Lasso.MHLS computes lasso, group lasso, scaled lasso, or scaled group lasso solution. Users can either provide the value of $\lambda$ or choose to use cross-validation by setting lbd = "cv.min" or lbd = "cv.1se".

library(EAlasso)
set.seed(1234)
n <- 30; p <- 50
Niter <-  10
group <- rep(1:(p/5), each = 5)
weights <- rep(1, p/5)
beta0 <- c(rep(1,5), rep(0, p-5))
X <- matrix(rnorm(n*p), n)
Y <- X %*% beta0 + rnorm(n)
# set lambda = .5
Lasso.MHLS(X = X, Y = Y, lbd = .5, group = group, weights = weights, type="grlasso")
# use cross-validation
Lasso.MHLS(X = X, Y = Y, lbd = "cv.1se", group = group, weights = weights, type="grlasso")

Parametric Bootstrap Sampler

PBsampler supports two bootstrap methods; Gaussian bootstrap and wild multiplier bootstrap. Due to the fact that the sampling distirbution of $(\hat{\beta}, S)$, coefficient estimator and its subgradient, is characterized by $(\beta_0, \sigma^2, \lambda)$, users are required to provide PE(either the estimate of $\beta_0$ or the estimate of $E(y) = X\beta_0$), sig2(or estimate of $\sigma^2$) and lbd($\lambda$ from above loss functions).

By specifying two sets of arguments, (PE_1, sig2_1, lbd_1) and (PE_2, sig2_2, lbd_2), users can sample from the mixture distribution. In this way, samples will be drawn from (PE_1, sig2_1, lbd_1) with 1/2 probability and from (PE_2, sig2_2, lbd_2) with another 1/2 probability.

set.seed(1234)
n <- 5; p <- 10
Niter <-  3
group <- rep(1:(p/5), each = 5)
weights <- rep(1, p/5)
beta0 <- c(rep(1,5), rep(0, p-5))
X <- matrix(rnorm(n*p), n)
Y <- X %*% beta0 + rnorm(n)
#
# Using non-mixture distribution
#
PBsampler(X = X, PE_1 = rep(0, p), sig2_1 = 1, lbd_1 = .5,
weights = weights, group = group, type = "grlasso", niter = Niter, parallel = FALSE)
#
# Using mixture distribution
#
PBsampler(X = X, PE_1 = rep(0, p), sig2_1 = 1, lbd_1 = .5,
 PE_2 = rep(1, p), sig2_2 = 2, lbd_2 = .3, weights = weights,
 group = group, type = "grlasso", niter = Niter, parallel = FALSE)

Importance Sampler for High Dimensional Data

Importance Sampler enables users to access the inference of an extreme region.
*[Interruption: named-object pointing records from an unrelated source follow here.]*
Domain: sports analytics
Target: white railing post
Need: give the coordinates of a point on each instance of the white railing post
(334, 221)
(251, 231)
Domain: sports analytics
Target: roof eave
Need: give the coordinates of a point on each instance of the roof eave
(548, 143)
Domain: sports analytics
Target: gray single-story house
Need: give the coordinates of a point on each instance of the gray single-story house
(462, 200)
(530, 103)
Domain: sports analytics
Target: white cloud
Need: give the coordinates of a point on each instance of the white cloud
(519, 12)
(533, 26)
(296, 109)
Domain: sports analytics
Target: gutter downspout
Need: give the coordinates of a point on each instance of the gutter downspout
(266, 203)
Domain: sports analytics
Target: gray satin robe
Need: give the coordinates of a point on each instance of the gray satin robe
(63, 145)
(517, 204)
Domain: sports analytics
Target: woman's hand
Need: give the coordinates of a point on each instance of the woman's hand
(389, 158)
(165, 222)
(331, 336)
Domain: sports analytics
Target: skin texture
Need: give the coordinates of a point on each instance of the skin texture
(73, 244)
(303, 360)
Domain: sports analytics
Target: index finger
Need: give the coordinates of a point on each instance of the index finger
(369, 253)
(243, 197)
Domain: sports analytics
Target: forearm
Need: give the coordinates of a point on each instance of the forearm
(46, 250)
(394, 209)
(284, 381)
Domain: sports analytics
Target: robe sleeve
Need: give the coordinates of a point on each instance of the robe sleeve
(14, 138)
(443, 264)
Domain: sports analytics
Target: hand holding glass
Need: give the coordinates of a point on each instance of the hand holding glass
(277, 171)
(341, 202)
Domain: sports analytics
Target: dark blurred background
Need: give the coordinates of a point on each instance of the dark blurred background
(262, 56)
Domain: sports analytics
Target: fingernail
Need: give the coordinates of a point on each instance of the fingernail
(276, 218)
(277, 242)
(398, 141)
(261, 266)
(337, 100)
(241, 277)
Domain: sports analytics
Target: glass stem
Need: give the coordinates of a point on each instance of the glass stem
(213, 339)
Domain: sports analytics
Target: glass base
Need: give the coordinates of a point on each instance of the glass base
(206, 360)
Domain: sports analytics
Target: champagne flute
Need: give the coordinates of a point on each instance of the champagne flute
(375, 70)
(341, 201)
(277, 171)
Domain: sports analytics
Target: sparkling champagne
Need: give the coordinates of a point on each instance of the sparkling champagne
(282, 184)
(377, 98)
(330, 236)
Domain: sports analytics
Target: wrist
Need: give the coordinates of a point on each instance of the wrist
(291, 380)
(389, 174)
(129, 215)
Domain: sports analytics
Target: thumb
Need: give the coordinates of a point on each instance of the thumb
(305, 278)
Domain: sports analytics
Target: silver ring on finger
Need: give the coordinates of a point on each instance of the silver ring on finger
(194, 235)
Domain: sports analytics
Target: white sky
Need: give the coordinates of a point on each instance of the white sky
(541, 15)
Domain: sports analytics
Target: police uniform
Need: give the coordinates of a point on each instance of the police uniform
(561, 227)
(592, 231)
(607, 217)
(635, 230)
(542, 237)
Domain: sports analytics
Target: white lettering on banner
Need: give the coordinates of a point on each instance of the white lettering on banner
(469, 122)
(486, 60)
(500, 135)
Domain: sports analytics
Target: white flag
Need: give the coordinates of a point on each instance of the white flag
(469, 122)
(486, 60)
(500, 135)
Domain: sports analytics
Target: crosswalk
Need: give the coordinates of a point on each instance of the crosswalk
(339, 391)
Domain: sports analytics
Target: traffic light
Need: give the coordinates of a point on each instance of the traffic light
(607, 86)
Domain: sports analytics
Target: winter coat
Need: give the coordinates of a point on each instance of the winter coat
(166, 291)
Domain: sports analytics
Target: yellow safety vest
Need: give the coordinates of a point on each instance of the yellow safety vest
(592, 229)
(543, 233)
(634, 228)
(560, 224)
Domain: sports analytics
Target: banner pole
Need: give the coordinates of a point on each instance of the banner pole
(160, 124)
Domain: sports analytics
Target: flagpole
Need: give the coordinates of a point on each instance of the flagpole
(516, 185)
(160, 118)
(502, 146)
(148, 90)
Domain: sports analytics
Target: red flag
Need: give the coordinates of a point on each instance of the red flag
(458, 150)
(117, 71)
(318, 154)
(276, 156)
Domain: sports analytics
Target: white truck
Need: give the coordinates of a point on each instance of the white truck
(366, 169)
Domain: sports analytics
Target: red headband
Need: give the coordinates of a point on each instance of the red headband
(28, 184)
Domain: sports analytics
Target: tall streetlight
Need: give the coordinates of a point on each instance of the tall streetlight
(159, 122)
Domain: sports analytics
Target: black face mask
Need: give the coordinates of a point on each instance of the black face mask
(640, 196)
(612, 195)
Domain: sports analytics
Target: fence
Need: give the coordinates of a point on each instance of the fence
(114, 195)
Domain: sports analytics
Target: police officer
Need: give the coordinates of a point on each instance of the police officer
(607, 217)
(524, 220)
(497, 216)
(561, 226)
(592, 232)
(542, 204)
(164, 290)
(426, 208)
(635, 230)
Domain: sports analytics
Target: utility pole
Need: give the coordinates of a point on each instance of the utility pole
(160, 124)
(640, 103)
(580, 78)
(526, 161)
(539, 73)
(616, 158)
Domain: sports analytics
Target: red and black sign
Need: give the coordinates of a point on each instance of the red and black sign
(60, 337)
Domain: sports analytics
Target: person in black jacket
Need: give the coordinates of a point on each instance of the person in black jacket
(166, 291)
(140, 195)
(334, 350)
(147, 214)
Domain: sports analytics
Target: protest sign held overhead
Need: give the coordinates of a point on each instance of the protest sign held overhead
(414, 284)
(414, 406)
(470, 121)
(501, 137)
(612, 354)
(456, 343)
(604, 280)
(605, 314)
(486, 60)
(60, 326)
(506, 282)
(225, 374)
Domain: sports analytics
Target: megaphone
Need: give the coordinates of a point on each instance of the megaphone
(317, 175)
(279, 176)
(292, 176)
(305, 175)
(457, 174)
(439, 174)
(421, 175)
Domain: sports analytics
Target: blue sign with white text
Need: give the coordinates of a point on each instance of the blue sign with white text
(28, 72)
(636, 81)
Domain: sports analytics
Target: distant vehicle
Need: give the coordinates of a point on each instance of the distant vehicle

This is done by using a proposal distiribution that is denser around the extreme region.

Say that we are interested in computing the expectation of a function of ㅁ random variable, $h(X)$. Let $f(x)$ be the true or target distribution and $g(x)$ be the proposal distribution. We can approximate the expectation by a weighted average of samples drawn from the proposal distribution as follows,

$$ \begin{eqnarray} E_f\Big[h(X)\Big] &=& E_g \Big[h(X)\frac{f(X)}{g(X)} \Big]\ &\approx& \frac{1}{N}\sum_{i=1}^N h(x_i)\frac{f(x_i)}{g(x_i)}. \end{eqnarray} $$ By using hdIS method, one can easily compute the importance weight which is the ratio of target density over proposal density; $f(x_i)/g(x_i)$ from above equation.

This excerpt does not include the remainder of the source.